Cameron Diaz is amazing.
Not only was her grandfather a dirty cuban cigar roller who snuck into the country to teach the locals how to roll dirty cuban cigars because the American government was trying to choke Cuba out as hard as they could to make the shit into some kind of State, but her tall and lean body coupled with her hefty bank account, and her ability to jerk off a dick while fisting herself makes her top grade pussy.
Sure, she looks like the kind of girl who may be a little too cute and down with the boys, who wants to watch sports despite sports being porn for closet case fags and shits with the door open while scratching her razor burnt cunt because as one of the boys she knows we like our pussy bald, but maybe that was just her in a role in a movie, I am pretty shitty at differentiating reality and bullshit that is celebrity and hollywood, and that’s why I prefer talking about myself.

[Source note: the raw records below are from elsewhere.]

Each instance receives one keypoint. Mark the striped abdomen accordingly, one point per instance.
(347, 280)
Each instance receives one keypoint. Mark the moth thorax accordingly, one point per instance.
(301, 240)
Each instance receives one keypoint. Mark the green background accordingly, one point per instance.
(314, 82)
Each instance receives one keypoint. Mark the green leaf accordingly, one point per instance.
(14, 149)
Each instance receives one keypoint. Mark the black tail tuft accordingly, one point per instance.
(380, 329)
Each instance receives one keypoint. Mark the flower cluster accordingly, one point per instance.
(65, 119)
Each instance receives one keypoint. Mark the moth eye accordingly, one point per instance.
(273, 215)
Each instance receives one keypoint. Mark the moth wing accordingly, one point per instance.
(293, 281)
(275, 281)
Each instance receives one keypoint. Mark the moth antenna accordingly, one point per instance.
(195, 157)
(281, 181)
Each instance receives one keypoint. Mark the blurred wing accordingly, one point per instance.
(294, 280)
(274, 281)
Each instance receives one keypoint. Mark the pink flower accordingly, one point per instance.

Unfortunately, I don’t have any beach stories about me and a girl in a green bikini, I also only have Cuban prostitute stories, because Cuba is the cheapest place to travel in Canada and they would bore you, despite being 18 and hairy and willing to spend the week with you for 50 dollars, especially since Cameron Diaz is one of those Cuban prostitutes who only lets other celebrities inside her, so I’ll just leave it at that, because really, anyone who reads shit on the internet, is no one I want to get to know.